Defence barristers down at the Old Bailey had to avoid looking too rich or too inexperienced. Gowns should be elderly, perhaps torn and inexpertly mended. Waistcoats were probably egg-stained. The wigs, obstinately retained since they were the height of fashion, should be yellowing with age and, i
f possible, disintegrating. If one had to be bought new, an alarmingly expensive purchase, it should be kicked round the room and left out in the rain, a white wig being a sure sign of a far too recent call to the bar. This is Rumpole's courtroom appearance and was mine also. To it I added large cuff links which twinkled at the jury and, I hoped, retained their interest when all else failed.
Writers have been less anxious to conceal signs of success. Dickens appeared all decked out in gorgeous waistcoats with gold chains and rings, as did Disraeli. Oscar Wilde progressed from velvet knee breeches and carnations dyed green to curly brimmed bowler hats and coats with astrakhan collars. Nowadays any collection of writers is deliberately ‘dressed down’ like workers in city offices, determined to bond with each other by wearing only casual clothes on Fridays.

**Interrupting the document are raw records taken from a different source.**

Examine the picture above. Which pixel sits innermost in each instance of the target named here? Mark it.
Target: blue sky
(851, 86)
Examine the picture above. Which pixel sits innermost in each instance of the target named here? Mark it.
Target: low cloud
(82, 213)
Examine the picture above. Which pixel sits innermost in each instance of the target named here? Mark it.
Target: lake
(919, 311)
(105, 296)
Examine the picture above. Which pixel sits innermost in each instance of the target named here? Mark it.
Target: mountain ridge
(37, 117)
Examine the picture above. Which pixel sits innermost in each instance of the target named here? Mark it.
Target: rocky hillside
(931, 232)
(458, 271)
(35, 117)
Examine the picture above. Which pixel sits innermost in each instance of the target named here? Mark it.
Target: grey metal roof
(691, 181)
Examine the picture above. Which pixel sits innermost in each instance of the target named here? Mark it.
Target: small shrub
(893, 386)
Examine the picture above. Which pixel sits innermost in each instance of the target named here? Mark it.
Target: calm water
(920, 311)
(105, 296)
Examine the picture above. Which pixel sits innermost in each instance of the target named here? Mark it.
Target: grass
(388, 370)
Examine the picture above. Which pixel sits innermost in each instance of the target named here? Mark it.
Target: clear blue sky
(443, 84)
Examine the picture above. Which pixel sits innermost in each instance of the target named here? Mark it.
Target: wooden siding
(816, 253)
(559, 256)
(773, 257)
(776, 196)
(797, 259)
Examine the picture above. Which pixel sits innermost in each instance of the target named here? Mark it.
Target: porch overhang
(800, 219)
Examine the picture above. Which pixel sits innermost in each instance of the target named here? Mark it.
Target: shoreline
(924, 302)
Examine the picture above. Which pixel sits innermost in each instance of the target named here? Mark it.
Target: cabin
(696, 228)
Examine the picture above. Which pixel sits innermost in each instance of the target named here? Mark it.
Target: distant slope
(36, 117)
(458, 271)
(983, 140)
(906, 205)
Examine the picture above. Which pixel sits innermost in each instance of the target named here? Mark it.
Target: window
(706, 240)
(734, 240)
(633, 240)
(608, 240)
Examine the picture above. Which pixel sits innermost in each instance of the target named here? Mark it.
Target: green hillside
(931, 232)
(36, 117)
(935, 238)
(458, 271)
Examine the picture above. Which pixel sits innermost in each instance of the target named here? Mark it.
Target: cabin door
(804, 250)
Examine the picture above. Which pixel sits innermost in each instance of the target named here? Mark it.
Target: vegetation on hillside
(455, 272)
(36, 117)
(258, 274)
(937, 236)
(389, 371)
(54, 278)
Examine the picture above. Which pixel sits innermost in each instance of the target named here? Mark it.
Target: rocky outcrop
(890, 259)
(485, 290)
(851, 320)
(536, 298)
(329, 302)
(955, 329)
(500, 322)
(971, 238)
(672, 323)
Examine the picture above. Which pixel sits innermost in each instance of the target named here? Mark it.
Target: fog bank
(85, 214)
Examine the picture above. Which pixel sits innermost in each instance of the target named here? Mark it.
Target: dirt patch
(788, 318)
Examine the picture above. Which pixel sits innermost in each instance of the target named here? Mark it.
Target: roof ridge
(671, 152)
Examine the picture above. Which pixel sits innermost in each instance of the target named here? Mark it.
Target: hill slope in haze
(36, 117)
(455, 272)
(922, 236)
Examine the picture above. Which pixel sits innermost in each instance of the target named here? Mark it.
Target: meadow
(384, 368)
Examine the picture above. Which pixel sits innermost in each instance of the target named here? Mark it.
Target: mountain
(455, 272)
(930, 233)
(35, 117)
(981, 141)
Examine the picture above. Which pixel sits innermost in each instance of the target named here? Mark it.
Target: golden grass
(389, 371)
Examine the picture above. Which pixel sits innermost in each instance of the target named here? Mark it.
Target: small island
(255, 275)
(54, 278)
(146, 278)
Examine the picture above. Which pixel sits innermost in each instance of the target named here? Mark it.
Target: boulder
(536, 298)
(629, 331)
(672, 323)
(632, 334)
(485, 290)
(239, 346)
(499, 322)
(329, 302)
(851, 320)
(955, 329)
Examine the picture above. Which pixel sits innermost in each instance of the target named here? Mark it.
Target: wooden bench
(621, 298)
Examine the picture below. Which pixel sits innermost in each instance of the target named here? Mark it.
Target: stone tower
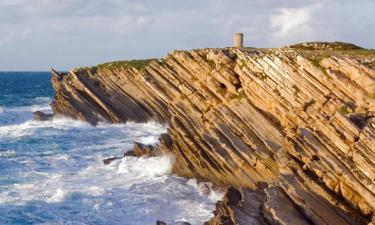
(238, 40)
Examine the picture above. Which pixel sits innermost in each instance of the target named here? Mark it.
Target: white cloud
(130, 24)
(13, 35)
(288, 20)
(11, 2)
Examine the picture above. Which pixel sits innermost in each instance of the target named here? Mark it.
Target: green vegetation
(345, 110)
(242, 64)
(276, 92)
(261, 75)
(326, 46)
(241, 94)
(296, 90)
(140, 65)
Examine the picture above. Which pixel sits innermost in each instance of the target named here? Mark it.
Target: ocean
(51, 172)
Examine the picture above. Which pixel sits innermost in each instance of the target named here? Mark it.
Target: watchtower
(238, 40)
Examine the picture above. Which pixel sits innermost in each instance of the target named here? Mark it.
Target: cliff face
(292, 129)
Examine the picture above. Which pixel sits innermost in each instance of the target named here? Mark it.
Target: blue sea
(51, 172)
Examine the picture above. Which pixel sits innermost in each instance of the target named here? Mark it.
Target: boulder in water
(41, 116)
(109, 160)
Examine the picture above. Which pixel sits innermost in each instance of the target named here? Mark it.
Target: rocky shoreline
(290, 131)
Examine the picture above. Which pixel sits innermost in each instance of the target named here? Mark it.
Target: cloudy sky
(39, 34)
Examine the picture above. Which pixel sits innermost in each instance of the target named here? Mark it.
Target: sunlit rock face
(292, 129)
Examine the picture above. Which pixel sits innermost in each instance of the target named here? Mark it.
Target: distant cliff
(292, 130)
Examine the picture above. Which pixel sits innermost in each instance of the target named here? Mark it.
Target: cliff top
(315, 51)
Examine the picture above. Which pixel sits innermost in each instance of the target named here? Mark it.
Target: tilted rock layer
(292, 130)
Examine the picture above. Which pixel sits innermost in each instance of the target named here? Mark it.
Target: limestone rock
(292, 129)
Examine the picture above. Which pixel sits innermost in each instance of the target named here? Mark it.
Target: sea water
(51, 172)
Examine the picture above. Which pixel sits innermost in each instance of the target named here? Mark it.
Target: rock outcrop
(291, 130)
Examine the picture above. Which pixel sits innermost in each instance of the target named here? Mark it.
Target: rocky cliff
(291, 130)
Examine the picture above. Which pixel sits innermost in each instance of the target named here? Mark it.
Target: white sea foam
(61, 178)
(8, 154)
(16, 115)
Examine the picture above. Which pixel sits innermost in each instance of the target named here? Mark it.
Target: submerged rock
(41, 116)
(297, 121)
(140, 149)
(159, 222)
(109, 160)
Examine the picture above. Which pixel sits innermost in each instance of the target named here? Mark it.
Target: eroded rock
(292, 129)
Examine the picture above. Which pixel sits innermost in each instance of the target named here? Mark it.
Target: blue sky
(38, 34)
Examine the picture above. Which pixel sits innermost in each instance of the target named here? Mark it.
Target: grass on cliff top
(139, 64)
(326, 46)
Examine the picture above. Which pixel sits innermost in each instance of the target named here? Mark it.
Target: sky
(36, 35)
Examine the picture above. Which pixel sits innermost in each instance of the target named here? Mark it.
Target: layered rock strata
(291, 130)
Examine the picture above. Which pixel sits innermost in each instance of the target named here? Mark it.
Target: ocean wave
(139, 189)
(8, 154)
(17, 115)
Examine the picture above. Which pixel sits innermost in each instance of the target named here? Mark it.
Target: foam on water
(52, 173)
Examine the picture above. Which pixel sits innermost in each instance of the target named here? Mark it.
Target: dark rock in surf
(159, 222)
(109, 160)
(41, 116)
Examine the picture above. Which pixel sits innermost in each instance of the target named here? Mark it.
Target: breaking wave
(54, 174)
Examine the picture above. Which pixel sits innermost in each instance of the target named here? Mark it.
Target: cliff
(291, 130)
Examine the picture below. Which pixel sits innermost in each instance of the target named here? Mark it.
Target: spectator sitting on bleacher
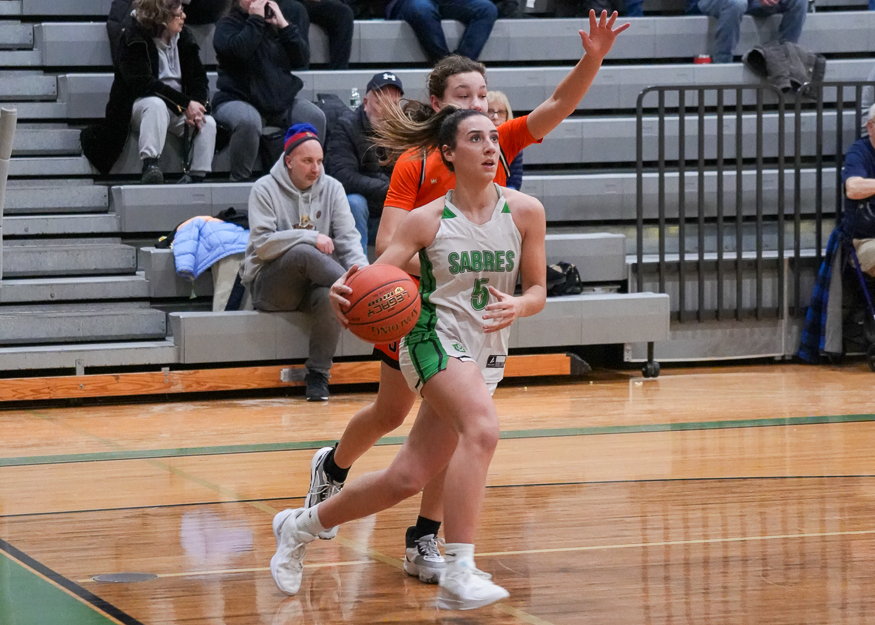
(302, 238)
(256, 86)
(425, 17)
(499, 112)
(160, 85)
(352, 157)
(197, 12)
(868, 99)
(730, 12)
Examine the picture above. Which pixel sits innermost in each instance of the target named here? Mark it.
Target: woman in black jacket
(256, 87)
(160, 85)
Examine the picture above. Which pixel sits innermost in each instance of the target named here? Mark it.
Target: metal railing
(721, 134)
(8, 118)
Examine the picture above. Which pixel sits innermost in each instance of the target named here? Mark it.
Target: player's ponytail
(397, 132)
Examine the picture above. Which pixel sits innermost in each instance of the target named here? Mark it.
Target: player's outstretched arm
(574, 86)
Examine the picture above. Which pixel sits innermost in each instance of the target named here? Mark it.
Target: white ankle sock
(308, 521)
(459, 556)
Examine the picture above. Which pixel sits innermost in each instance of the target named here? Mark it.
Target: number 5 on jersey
(480, 294)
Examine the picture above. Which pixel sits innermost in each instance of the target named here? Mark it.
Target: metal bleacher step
(72, 323)
(48, 197)
(20, 58)
(27, 86)
(67, 257)
(38, 110)
(44, 290)
(50, 166)
(57, 225)
(16, 36)
(82, 355)
(10, 7)
(46, 141)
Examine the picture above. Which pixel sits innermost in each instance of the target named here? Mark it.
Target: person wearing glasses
(499, 112)
(160, 86)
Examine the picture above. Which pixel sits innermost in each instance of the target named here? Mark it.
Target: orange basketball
(384, 303)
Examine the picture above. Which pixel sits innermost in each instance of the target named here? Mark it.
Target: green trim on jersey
(429, 358)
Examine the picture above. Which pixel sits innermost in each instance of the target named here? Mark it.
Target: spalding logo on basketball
(384, 304)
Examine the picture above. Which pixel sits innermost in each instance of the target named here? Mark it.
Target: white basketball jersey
(462, 261)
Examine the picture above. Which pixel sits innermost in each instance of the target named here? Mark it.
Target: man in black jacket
(354, 160)
(160, 85)
(256, 87)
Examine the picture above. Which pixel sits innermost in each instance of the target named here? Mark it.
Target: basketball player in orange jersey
(472, 244)
(459, 82)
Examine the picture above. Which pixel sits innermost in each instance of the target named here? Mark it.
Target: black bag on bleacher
(563, 279)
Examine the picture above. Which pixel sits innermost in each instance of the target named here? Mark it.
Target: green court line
(28, 597)
(182, 452)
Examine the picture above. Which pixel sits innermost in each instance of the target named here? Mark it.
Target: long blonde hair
(397, 132)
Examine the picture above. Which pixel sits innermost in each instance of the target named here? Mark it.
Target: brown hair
(498, 96)
(398, 133)
(410, 125)
(154, 15)
(436, 81)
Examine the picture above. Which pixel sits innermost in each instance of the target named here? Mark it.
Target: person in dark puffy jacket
(352, 158)
(256, 86)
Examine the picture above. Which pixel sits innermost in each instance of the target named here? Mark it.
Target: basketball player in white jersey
(471, 244)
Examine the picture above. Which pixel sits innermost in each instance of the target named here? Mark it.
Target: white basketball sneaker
(321, 487)
(423, 559)
(287, 564)
(467, 588)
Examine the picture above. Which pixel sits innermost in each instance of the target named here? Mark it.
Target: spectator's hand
(601, 34)
(194, 114)
(278, 18)
(257, 7)
(324, 244)
(338, 293)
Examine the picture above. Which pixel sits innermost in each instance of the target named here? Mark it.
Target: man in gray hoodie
(302, 238)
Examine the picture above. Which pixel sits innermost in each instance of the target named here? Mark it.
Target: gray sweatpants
(245, 123)
(300, 280)
(153, 120)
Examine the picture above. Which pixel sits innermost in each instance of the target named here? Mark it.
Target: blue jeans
(425, 17)
(359, 207)
(730, 12)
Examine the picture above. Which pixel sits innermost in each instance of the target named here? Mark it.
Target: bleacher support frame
(693, 264)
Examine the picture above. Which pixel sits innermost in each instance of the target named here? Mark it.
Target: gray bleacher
(70, 263)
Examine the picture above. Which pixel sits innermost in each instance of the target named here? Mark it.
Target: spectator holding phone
(256, 86)
(729, 13)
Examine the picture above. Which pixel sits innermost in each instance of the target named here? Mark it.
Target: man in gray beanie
(302, 238)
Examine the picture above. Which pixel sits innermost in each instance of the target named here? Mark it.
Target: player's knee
(483, 435)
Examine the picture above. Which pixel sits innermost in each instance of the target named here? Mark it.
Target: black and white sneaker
(317, 386)
(423, 559)
(321, 487)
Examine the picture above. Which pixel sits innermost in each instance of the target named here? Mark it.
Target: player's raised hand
(502, 313)
(338, 293)
(601, 34)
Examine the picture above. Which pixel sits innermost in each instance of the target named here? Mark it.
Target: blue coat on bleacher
(201, 241)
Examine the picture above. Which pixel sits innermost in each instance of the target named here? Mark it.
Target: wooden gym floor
(727, 495)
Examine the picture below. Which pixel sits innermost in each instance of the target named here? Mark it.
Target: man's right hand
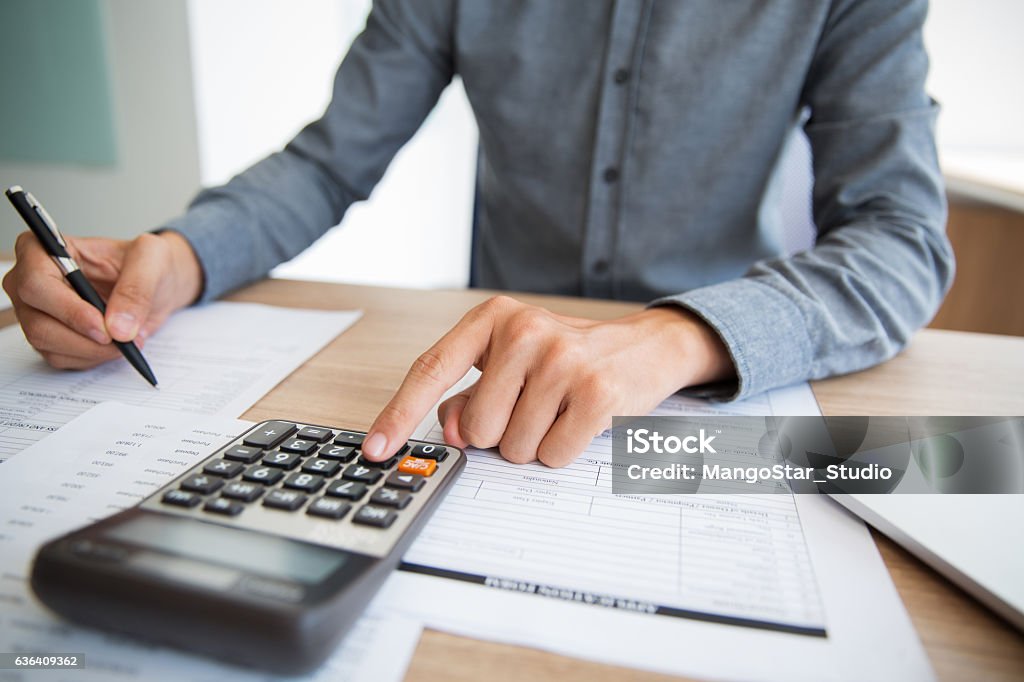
(142, 281)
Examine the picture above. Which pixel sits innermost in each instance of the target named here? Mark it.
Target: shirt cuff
(762, 329)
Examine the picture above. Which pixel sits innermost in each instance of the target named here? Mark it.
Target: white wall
(158, 167)
(977, 75)
(262, 70)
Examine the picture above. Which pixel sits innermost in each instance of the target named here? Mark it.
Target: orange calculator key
(418, 466)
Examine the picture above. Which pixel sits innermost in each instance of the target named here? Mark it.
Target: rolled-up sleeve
(882, 262)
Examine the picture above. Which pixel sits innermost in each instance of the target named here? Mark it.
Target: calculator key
(290, 500)
(391, 498)
(242, 491)
(361, 473)
(244, 454)
(406, 481)
(340, 453)
(385, 464)
(328, 508)
(324, 467)
(282, 460)
(304, 482)
(223, 468)
(430, 452)
(371, 515)
(261, 474)
(349, 438)
(316, 433)
(223, 506)
(269, 434)
(202, 483)
(349, 489)
(299, 445)
(181, 499)
(418, 466)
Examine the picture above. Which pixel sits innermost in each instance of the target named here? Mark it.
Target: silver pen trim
(66, 263)
(47, 220)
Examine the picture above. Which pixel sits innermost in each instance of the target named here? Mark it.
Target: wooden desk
(940, 373)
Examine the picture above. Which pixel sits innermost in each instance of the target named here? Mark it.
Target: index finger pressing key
(433, 373)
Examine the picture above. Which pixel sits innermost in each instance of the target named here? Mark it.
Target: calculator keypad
(283, 470)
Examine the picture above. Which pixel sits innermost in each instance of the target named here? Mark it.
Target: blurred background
(116, 112)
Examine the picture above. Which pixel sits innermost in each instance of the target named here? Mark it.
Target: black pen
(46, 231)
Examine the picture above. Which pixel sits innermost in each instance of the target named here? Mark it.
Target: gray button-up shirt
(627, 151)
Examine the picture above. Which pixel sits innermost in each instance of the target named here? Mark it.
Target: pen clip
(45, 217)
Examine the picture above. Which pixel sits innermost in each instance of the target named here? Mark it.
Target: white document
(217, 358)
(107, 460)
(747, 587)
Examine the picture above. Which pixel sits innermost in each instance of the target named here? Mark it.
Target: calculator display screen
(245, 550)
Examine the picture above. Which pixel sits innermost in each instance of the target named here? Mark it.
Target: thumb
(133, 292)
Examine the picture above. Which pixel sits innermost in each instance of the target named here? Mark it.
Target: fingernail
(124, 326)
(374, 445)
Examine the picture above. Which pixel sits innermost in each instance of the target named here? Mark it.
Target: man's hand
(142, 280)
(550, 383)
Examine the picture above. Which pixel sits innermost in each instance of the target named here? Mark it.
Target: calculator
(263, 554)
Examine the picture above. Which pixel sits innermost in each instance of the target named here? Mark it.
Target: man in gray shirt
(626, 152)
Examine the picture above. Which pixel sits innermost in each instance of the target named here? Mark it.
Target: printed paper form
(85, 472)
(741, 559)
(216, 359)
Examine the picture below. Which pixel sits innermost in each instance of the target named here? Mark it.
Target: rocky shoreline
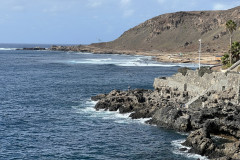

Finally, a few words of warning. T-shirts are unflattering to aged and scrawny necks, shoulder-length hair seems unsuitable when it's grey and ponytails trapped in an elastic band are always a danger. An exception to this rule is the shortish, neat, impeccably clean, grey to white ponytail of my friend Jon Lord, late of Deep Purple, now the composer of classical music. He also wears his ponytail with impressively dark clothing. Someone described Baudelaire's ‘fine sombre clothing’ and that always seemed to me a desirable way to dress. But then Baudelaire's hair was cropped very short, like, as they also said, ‘une vraie toilette de la guillotine’, so perhaps that's not such a good idea either.